Kata Mingyu tadi biar dia yang berbicara empat mata dengan ayah, Wonwoo cukup duduk dan menunggu saja. Tapi bagaimana ia bisa menunggu saat waktu terasa seperti berjalan mundur, dan kewarasan memakanya hidup-hidup?

Sedari dulu Wonwoo selalu paham kalau di dalam keluarga ini, otoritas keputusan selalu berada di pihak ayah. Pun ada bunda disana, Wonwoo hanya bisa menggengam tangannya untuk bertumpu. Tak ada yang dapat beliau perbuat ketika mandat sudah turun dari suami tercintanya.

Mereka berdua, Wonwoo dan Chan, sudah paham skenario ini di luar kepala sedari kecil, dan kesalahan demi kesalahan tetap mereka ulangi dengan harapan mungkin suatu saat Ayah akan merubah kepribadiannya yang keras. Namun hari ini Wonwoo membuktikan bahwa dua puluh delapan tahun eksistensinya di dunia, ia tetap tidak bisa menentukan masa depannya sendiri.

Satu jam Mingyu ada di dalam ruang kerja ayah.

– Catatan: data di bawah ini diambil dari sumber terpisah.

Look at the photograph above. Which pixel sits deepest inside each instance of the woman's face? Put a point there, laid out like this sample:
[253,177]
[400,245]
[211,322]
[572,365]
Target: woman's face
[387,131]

Satu jam Wonwoo menggengam tangan bunda dengan erat, dengan Chan di seberang yang memandang Wonwoo dengan harap-harap cemas.

“Bun... kenapa ayah lama banget? Migu gak diapa-apain, kan?”

“Da kamu sabar atuh... Cik ulah mikiran nanaon, lamun Mingyu bisa ngayakinkeun pasti aya jalan.

Sepuluh menit kemudian, Mingyu keluar.

Tidak ada yang berubah dari Mingyu satu jam yang lalu, perbedaanya hanya terletak pada matanya yang lelah. Bukan mata pasca menangis, tapi mata yang penuh dengan rasa muak atas segala keadaan yang terjadi.

“Gimana Gu...?”

Mingyu tersenyum. Teduh, manis. “Yuk.”

“Kemana?”

“Tante, Mingyu sama Wonwoo balik ke Jakarta dulu ya. Makasih tadi makan siangnya enak banget.”

“Kok balik, Gu?” Wonwoo berusaha sekuat tenaga untuk menahan air matanya yang telah berkumpul di kelopak.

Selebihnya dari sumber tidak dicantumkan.